При виде Типу наик пришел в. себя. От ярости не осталось и следа. Бледный и растерянный, он неподвижно стоял с вытянутыми по швам руками. Нарушения боевой дисциплины сурово карались в майсурской армии. Гнев Типу мог стоить жизни...
— Кто ты? — спросил Типу.
— Мое имя Сагуна, хазрат! — ответил наик. Не мигая, он смотрел на Типу, на большой зеленый зонт над его тюрбаном, на алый черпак Тауса.
— Почему ты вышел из строя и ударил солдата? — кивнул Типу на Сандерса, который, придя в чувство, сидел на дороге и с тупым видом осматривался кругом.
Тогда Сагуна вдруг решился. Он шагнул к Сандерсу, сорвал с него сумку и вытряхнул ее содержимое. Золотые и серебряные цепочки, кольца и браслеты с мелодичным звоном попадали на землю у самых копыт Тауса, и тот попятился, испуганно фыркая и мотая головой.
— Мой разум не помутился, хазрат! — сказал Сагуна. — Я не мог совладать с собой, когда моя дочь увидела негодяя, который ограбил мой дом и заколол старуху-мать!
Наик умолк, ожидая приговора.
— Это твое? — спросил Типу, указав глазами на лежащие на земле вещицы.
— Было мое, хазрат. Эти вещи достались нам еще от прадедов...
— В таком случае забирай их. Они принадлежат тебе по праву. А эти деньги тоже твои?
— Нет, хазрат, не мои.
— Не твои, говоришь? Дай-ка мне их сюда! — Типу внимательно осмотрел несколько золотых монет. — Это майсурские деньги. Хорошо! Становись в строй и впредь не щади врага!
Обрадованный Сагуна тотчас же собрал драгоценности и встал в строй, а Типу с эскортом поскакал к воротам форта, из которых уже вышли последние арбы с ранеными и больными. Из разбитых ядрами ворот кони с грохотом вынеслись на площадь, и Типу невольно натянул поводья, пораженный ужасным зрелищем.
Вся территория форта была до предела загажена и походила на большую свалку. Служебные здания, военные магазины, склады, казармы и конюшни были разрушены. Всюду чернели пепелища, от которых исходил едкий запах гари. Душный ветер ворошил груды мусора — бумагу, ветошь, окровавленные тряпки. У одной из стен выстроились кресты над свежими братскими могилами.
Белоснежный Таус деликатно переступал с ноги на ногу, боясь ушибиться о чугунные ядра, камни и обломки, которые в изобилии были разбросаны по земле.
— Осмотреть казну, склады, оружейные мастерские и канцелярию! — приказал Типу. — Клянусь Аллахом, никогда не видел таких разрушений.
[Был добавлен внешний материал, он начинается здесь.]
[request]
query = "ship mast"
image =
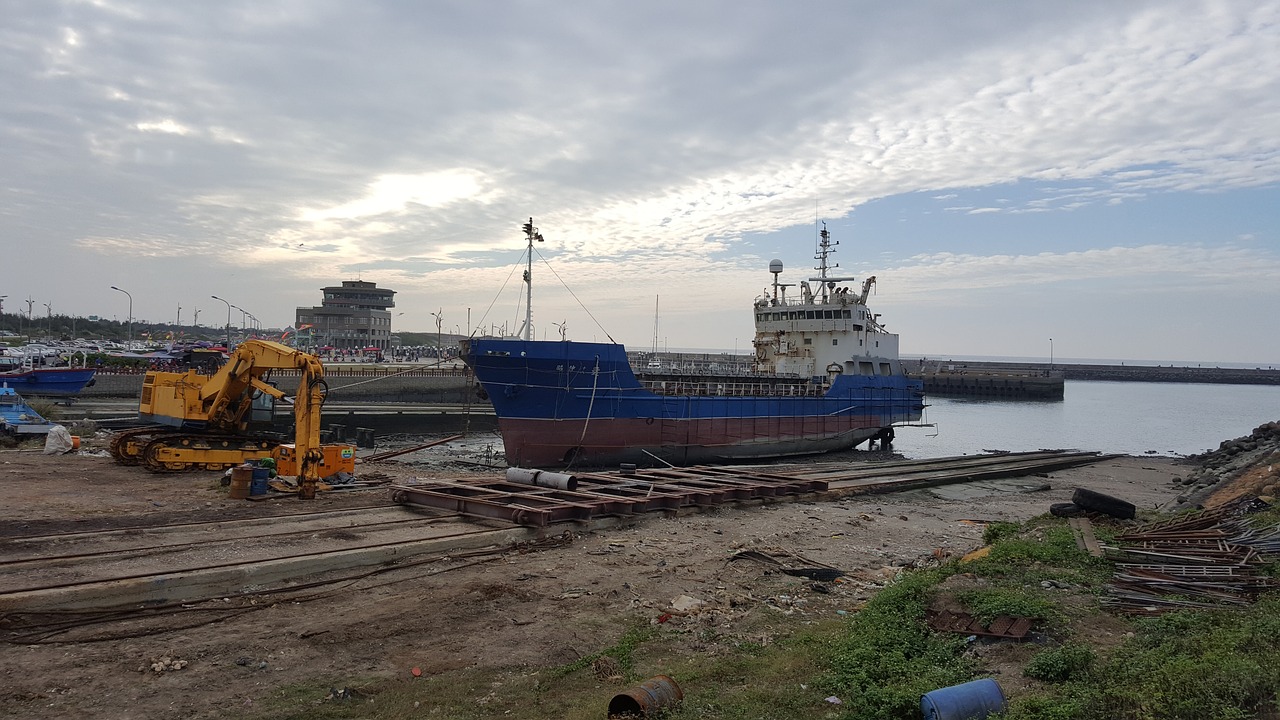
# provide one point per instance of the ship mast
(530, 235)
(824, 282)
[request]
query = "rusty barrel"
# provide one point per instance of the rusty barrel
(242, 477)
(647, 700)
Кто поверит, что недавно здесь был цветущий город!
— Да, хазрат! — вздохнул Лютф Али Бег. — В свое время покойный наваб хотел объявить Беднур своей столицей. Но он тогда сильно заболел лихорадкой, к тому же ему пришлось спасаться от заговорщиков, которые хотели покончить с ним. Помню, когда мы уходили в Шрирангапаттинам, на этой самой площади остались виселицы с телами трехсот предателей.
Рассматривая изувеченные бастионы и зияющие проломы в стенах форта, Типу заметил:
— Я бы сейчас охотно сделал то же самое...
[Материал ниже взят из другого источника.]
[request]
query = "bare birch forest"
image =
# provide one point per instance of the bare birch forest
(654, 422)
Прибыл с рапортом Мир Садык.
— В форте ничего не уцелело, хазрат. Канцелярия разгромлена. Государственные бумаги, налоговые реестры со списками деревень свалены в кучи и сожжены...
— А казна? — нетерпеливо спросил Типу.
— Казна пуста, хазрат. В сундуках и мешках не осталось ни одной пайсы.
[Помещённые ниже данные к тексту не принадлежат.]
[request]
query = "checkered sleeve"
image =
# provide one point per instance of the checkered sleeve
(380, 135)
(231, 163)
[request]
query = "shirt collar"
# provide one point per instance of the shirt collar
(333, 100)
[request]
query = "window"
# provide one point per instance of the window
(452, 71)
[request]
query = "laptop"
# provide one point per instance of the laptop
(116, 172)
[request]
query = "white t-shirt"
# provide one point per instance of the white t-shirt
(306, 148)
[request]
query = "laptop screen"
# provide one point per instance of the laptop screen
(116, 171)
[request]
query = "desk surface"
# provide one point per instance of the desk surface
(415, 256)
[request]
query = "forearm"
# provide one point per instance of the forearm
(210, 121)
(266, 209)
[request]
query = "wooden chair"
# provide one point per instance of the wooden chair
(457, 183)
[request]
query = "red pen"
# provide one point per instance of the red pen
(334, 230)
Типу недоверчиво поглядел на дивана. Тот виновато развел руками:
— Истинная правда, хазрат.
— Если это не безумие, то что же? — с негодованием воскликнул Типу. — Генерал ангрезов либо сошел с ума, либо считает меня дураком! Но напрасно он надеется уплыть в Бомбей с украденными деньгами. Видит Аллах — не я нарушил условия капитуляции...
Типу круто повернул Тауса и, окруженный толпой телохранителей и приближенных, поскакал прочь из форта.